Vejo enquanto os dedos dele puxam o fecho do casaco e engulo em seco. São dedos bonitos, longos... acorda!
-Exatamente o que quer dizer. – Ele aproxima-se de mim, o ar à volta dele é quente e denso e faz-me questionar a minha sanidade mental.- Ou só tu é que podes mentir e ser dissimulada?
-Eu não menti!- Guincho, ofendida.
-Vais protege-lo. Está-vos no sangue.- O tom dele é venoso, guarda rancor e apanha-me de surpresa. Quem são eles? Está no sangue de quem?
-E isso? Isso quer dizer o quê?- Contra-ataco.
- Que tu não és diferente dele! Ele defendeu o teu pai e isso feriu-te o orgulho, mas tu estás a defendê-lo a ele!
A voz dele, o tom, a forma como o sinto a raiva ferver-me o corpo fazem-me mostrar-lhe um dedo do meio.
-Tu nem sequer me conheces! - Digo-lhe, naquilo que acho que é um grito sussurrado.
-Conheço a tua gente melhor do que pensas! Onde é que achas que ele arranja o dinheiro para a merda da coca? Hum? É um tipo muito trabalhador?
Os olhos dele rebentam de superioridade e aproximo-me dele.
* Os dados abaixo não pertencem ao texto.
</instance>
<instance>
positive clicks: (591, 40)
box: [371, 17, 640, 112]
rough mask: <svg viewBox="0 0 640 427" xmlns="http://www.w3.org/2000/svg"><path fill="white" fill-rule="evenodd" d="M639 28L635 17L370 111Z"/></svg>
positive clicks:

-E tu? És assim tão diferente dele? As pessoas não se vendem todas ao diabo por dinheiro?
A risada sarcástica do Harry gela-me o sangue e vou até à porta.
-Sai daqui. - Peço-lhe.- Esta conversa não vai dar a lado nenhum e estou cansada.
O Harry olha para mim, enquanto faz um beicinho fingido.
-Chateei-te? Já não precisas de mim? Que pena!
-Desaparece!- Abro a porta e espero que ele saia.
-Com prazer.- Ele cospe e sai.
Quando o vejo pelas costas faço-lhe um grande dedo do meio, e numa tirada que não antecipo ele vira-se para trás, mesmo a tempo de me ver. A cara dele torce-se numa careca de raiva. Com os olhos franzidos ele avança na minha direção com um passo decidido, e ainda de dedo no ar dou um passo hesitante atrás. Não é medo, é só...
O ar sai-me rápido dos pulmões quando ele entrelaça o dedo do meio dele no meu e me encosta à parede.
-Tu não fazes ideia de quem eu sou, Cam e chatear-me é uma péssima ideia.
Ergo os olhos e aperto-lhe o dedo com força.
-É? E tu sabes?
A respiração furiosa dele bate-me na testa e de repente a boca dele choca com a minha num beijo furioso. Sinto os dedos dele passarem-me na garganta até pararem no queixo para me manter quieta.